Models must be properly trained and validated, followed by a final evaluation of the test set to assess its performance on unseen data. If an AI system arrives at a decision, it should be explainable, so humans can quickly comprehend the ‘how’ and ‘why’ behind it. This is why relevant performance metrics on both the training and validation sets must be tracked to ensure the model is learning appropriately.
Other important steps include seamless integration of models with existing systems, deployment and testing, user training and adoption, and ensuring continued compliance with all applicable laws and regulations.
Overcoming implementation challenges
AI is not a magic cure-all that can be implemented easily. There are various inherent challenges posed by these tools that must be factored in when employing them. For instance, with regards to the example of the large North American bank, the teams faced the challenge of not running afoul of the institution’s strict information security policies when parsing the data to make it optimized for the AI engine. This required revising the data governance policies and procedures to implement a set of strict privacy controls.
When implementing any AI tool for sanction and adverse media screenings, the most vital principle is to ensure it functions effectively across multiple business lines. An AI tool implemented correctly will seamlessly integrate with other current technology investments.

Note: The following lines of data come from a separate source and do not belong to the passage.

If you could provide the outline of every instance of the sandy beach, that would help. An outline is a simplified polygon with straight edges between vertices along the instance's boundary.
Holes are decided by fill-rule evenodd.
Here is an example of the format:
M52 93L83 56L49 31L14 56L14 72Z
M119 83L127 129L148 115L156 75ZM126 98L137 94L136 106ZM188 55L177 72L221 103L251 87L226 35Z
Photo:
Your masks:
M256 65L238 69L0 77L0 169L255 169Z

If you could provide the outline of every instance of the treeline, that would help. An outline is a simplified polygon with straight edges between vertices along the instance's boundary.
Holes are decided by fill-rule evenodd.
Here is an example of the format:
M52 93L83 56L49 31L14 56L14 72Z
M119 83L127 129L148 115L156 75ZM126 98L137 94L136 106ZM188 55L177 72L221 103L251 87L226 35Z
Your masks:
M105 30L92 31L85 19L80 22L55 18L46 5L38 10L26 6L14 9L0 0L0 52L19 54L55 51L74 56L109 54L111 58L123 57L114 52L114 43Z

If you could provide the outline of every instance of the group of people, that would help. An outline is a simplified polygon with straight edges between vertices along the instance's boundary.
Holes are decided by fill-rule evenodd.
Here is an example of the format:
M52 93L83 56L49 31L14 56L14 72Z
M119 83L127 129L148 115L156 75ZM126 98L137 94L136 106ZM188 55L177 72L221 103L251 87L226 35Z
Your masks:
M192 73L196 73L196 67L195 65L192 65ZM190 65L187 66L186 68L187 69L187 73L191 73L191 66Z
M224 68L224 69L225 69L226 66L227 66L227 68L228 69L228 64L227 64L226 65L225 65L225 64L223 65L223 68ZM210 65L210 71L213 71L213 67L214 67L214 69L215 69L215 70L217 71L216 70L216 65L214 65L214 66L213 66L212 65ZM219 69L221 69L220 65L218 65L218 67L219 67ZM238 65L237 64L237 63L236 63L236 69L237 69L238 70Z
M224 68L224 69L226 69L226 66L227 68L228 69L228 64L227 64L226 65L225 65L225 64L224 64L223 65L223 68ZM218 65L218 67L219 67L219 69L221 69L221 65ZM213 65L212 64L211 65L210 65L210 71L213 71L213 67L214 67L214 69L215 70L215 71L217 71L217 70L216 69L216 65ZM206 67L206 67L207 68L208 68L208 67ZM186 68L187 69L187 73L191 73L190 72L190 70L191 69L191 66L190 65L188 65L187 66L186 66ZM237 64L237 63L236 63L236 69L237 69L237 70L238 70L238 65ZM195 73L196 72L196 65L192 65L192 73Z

While advanced AI capabilities hold promise and garner much attention, institutions must strike a balance between hype and reality. Institutions should not overlook the potential benefits of simpler solutions. Assessing the adequacy of existing AI tools before investing in more sophisticated options is prudent.
A financial institution should also test the new technology as much as it needs but ideally avoid long parallel runs in production with their prior system, which adds extra layers of cost and concerns. As with any significant change, senior management’s buy-in is a vital factor for the success of any initiative. This involves the active participation, endorsement, and ongoing support of top-level executives (including resource allocation) — from risk to compliance, HR to privacy — aligning the entire organization toward the final goal.
The benefits of employing AI to enhance the sanctions and adverse media screening processes are evident. While the appeal for automating the function is clear, implementing AI brings its own set of challenges that require a strategic and thoughtful approach. Starting slowly with an ecosystem of partners that bring specific strengths to the table is often the optimal path.
Manish Chopra is Global Head of Risk and Financial Crime Compliance at Capgemini.